Итак, от него ждали одобрения. Старый ученый с любопытством оглядел обстановку аппаратной, показавшейся ему очень знакомой. Цветные провода с присосками, извлекавшие из головы испытуемого нужные отпечатки памяти, загадочные сенсорные устройства, заключенные в пластмассовую оболочку с глазками индикаторов, пульт с кнопками, и шкала со стрелкой, преследующей Время, даже большой стекловидный экран мнемовизора — точь-в-точь телевизорный в бездействии, такой же темный, мутный и лиловато поблескивающий, — все это он, казалось, знал и трогал в своей бывшей лаборатории.

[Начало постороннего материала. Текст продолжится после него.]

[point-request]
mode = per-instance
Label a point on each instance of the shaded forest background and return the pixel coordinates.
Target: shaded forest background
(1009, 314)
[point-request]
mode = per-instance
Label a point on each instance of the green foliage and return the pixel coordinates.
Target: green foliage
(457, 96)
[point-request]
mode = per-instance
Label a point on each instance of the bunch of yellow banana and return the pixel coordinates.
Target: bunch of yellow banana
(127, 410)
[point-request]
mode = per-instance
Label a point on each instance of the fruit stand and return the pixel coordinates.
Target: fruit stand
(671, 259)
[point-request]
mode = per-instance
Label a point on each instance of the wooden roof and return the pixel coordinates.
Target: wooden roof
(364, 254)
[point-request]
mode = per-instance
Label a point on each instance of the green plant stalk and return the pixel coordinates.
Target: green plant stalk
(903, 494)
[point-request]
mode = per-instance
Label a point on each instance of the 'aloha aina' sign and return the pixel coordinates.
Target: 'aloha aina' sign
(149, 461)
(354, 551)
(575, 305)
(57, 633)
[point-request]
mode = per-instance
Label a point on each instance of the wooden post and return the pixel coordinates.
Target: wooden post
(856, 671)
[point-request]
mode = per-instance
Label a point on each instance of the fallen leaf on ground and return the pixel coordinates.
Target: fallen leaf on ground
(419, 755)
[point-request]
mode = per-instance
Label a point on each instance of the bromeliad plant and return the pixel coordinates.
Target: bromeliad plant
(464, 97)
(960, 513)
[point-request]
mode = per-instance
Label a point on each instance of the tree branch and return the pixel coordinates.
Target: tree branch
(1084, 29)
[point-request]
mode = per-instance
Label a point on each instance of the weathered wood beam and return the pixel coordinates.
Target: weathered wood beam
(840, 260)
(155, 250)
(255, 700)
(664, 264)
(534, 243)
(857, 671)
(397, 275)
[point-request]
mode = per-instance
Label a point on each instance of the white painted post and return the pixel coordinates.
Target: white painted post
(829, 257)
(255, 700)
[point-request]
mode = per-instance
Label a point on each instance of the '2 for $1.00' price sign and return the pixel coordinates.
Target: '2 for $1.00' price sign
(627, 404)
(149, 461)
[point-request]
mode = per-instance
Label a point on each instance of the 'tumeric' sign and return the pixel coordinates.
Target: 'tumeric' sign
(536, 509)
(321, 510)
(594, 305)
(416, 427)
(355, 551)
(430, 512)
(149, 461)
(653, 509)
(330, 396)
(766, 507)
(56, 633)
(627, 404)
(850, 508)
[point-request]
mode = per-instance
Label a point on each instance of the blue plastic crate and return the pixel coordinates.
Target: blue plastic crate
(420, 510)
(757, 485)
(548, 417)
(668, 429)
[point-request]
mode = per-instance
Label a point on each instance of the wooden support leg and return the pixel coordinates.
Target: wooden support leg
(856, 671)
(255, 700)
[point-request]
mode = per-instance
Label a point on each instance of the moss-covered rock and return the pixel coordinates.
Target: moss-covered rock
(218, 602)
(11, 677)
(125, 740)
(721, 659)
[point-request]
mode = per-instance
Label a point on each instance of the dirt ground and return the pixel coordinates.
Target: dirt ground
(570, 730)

Невольно он искал что-то новое и невиданное. Таким, пожалуй, оказалось только световое табло над экраном, сейчас матовое и погасшее.

— Зачем это? — спросил академик.

— Мы показываем здесь крупно дату, чтобы вызвать ассоциативную связь.

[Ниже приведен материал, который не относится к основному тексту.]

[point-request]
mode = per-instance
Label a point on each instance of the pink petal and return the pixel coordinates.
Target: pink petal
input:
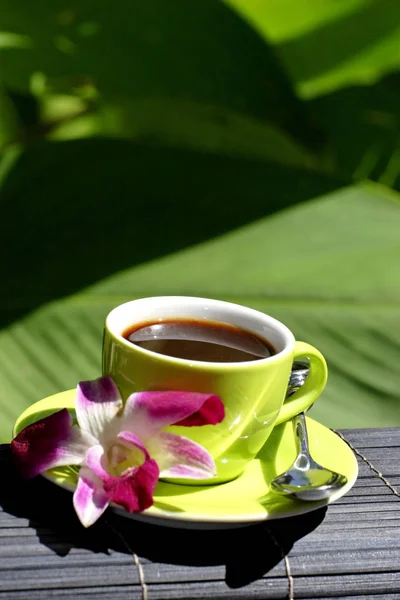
(148, 412)
(177, 456)
(90, 499)
(97, 404)
(50, 442)
(130, 440)
(94, 461)
(211, 412)
(135, 488)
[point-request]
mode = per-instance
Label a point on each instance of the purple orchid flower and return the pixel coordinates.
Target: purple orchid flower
(121, 449)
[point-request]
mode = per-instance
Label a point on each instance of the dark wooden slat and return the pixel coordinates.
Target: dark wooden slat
(349, 551)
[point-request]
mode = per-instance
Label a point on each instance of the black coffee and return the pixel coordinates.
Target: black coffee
(194, 339)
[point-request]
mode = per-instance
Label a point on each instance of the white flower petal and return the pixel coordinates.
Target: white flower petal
(97, 404)
(90, 500)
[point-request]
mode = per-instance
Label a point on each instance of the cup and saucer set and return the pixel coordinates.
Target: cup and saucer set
(204, 386)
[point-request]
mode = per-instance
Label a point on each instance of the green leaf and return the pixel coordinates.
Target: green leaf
(196, 51)
(328, 45)
(190, 125)
(125, 221)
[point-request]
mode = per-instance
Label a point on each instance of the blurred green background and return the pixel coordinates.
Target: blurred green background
(246, 150)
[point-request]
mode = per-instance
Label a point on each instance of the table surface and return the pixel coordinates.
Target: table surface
(350, 550)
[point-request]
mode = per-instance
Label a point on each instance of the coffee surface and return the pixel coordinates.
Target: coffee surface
(199, 340)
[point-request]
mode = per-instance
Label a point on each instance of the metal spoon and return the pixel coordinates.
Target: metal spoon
(305, 479)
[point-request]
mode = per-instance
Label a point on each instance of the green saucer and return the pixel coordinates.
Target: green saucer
(241, 502)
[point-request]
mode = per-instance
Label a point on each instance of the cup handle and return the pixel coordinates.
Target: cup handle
(313, 386)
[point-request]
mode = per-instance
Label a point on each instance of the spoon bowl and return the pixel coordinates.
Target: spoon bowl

Кибернетик с надеждой и тревогой всматривался в лицо своего бывшего учителя, а тот рассеянно отводил глаза.

— С чего начнем, юноша? — он все еще называл кибернетика юношей, хотя тому уже было за сорок.

— Садитесь в кресло, профессор. Правое, а налево, у пульта — я.

Против стекловидного экрана стояли привинченные к полу два кресла с обивкой из бледно-зеленого пенопласта. «Модерн, — неодобрительно подумал академик, — а на пульте, вероятно, всякие стереоскопические и стереофонические штучки». Он сел нарочно с размаха, неловко и грузно, но кресло устояло, а изящная обивка его легко прогнулась, объяв старческие телеса академика. «Модерн с удобствами», — отметил он, уже смягчившись, а вслух спросил:

— Воспоминания записываются!

— Обязательно. На специально обработанную магнитную пленку. Изображение и звук.

— В цвете?

— Конечно. Полная иллюзия жизни. Тона естественные, не очень контрастные.

— Значит есть и мемориотека?

— Пока всего несколько записей. Большинство мои.

Академик никак не мог настроить себя на серьезный доброжелательный разговор. Не хотелось спрашивать, а спросилось:

— И среди них, конечно, уникум? Самый счастливый день в вашей жизни?

— Скорее наоборот, — усмехнулся кибернетик. — Хорошо получился прескверный день. Разговор с женой накануне нашего разрыва.

— Покажите?

Кибернетик смутился.

— Это очень уж личное, профессор.

— А есть не личное? Что-нибудь non multa, sed multum.[1]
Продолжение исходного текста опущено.